A Breath of Snow and Ashes - Diana Gabaldon [629]
Aidan and Orrie, roused in the dark and dragged through the cold, had promptly crawled into Jemmy’s trundle, and the three little boys were sound asleep, curled up like hedgehogs beneath their quilt. Amy was helping Bree with the breakfast; savory smells of porridge and bacon rose from the hearth.
“Is all well, ma’am?” Amy hurried over to take the big bundle I had brought—this contained my medical chest, the more scarce and valuable herbs from my surgery—and the sealed jar with the latest shipment of white phosphorus that Lord John had sent as a farewell present to Brianna.
“It is,” I assured her, setting Adso’s basket on the floor. I yawned, and eyed the bed wistfully, but set about to stow my chest in the lean-to pantry, where the children wouldn’t get into it. I put the phosphorus on the highest shelf, well back from the edge, and moved a large cheese in front of it, just in case.
Jamie had divested himself of cloak and rabbit ears, and handing Roger the fowling piece, shot pouch, and powder horn he’d carried, was stamping snow from his boots. I saw him glance round the cabin, counting heads, then, at last, draw a small breath, nodding to himself. All safe, so far.
The morning passed peacefully. Breakfast eaten and cleared away, Amy, Bree, and I settled down by the fire with an enormous heap of mending. Adso, tail still twitching with indignation, had taken up a place on a high shelf, from whence he glared at Rollo, who had taken over the trundle bed when the boys got out of it.
Aidan and Jemmy, each now the proud possessor of two vrooms, drove them over hearthstones, under the bed, and through our feet, but for the most part, refrained from punching each other or stepping on Orrie, who was sitting placidly under the table gnawing on a piece of toast. Jamie, Roger, and Ian took turns going outside to pace back and forth and stare at the Big House, deserted in the shelter of the snow-dusted spruce.

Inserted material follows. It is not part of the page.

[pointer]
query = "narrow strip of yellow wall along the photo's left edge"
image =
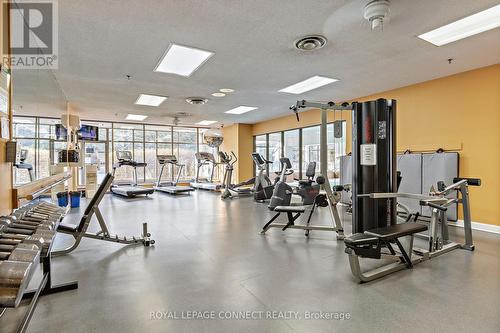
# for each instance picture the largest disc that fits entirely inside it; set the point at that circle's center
(5, 168)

As Roger came back from one of these expeditions, Brianna looked up suddenly from the sock she was darning.
“What?” he said, seeing her face.
“Oh.” She had paused, needle halfway through the sock, and now looked down, completing her stitch. “Nothing. Just a—just a thought.”
The tone of her voice made Jamie, who had been frowning his way through a battered copy of Evelina, look up.
“What sort of thought was that, a nighean?” he asked, his radar quite as good as Roger’s.
“Er . . . well.” She bit her lower lip, but then blurted, “What if it’s this house?”
That froze everyone except the little boys, who continued crawling industriously around the room and over bed and table, screeching and vrooming.
“It could be, couldn’t it?” Bree looked round, from rooftree to hearth. “All the—the prophecy said”—with an awkward nod toward Amy McCallum—“was the home of James Fraser would burn. But this was your home, to start with. And it’s not like there’s a street address. It just said, On Fraser’s Ridge.”
Everyone stared at her, and she flushed deeply, dropping her eyes to the sock.
“I mean . . . it’s not like they—er, prophecies—like they’re always accurate, is it? They might have got the details wrong.”
Amy nodded seriously; evidently, vagueness in the matter of detail was an accepted characteristic of prophecies.
Roger cleared his throat explosively; Jamie and Ian exchanged glances, then looked at the fire, leaping on the hearth and the towering stack of bone-dry firewood next to it, the overflowing kindling basket . . . Everyone’s eyes turned expectantly to Jamie, whose face was a study in conflicting emotions.
“I suppose,” he said slowly, “we could remove to Arch’s place.”
I began to count on my fingers: “You, me, Roger, Bree, Ian, Amy, Aidan, Orrie, Jemmy—plus Mr. and Mrs. Bug—is eleven people. In a one-room cabin that measures eight feet by ten?” I closed my fists and stared at him. “No one would have to set the place on fire; half of us would be sitting in the hearth already, well alight.”
“Mmphm. Well, then . . . the Christie place is empty.”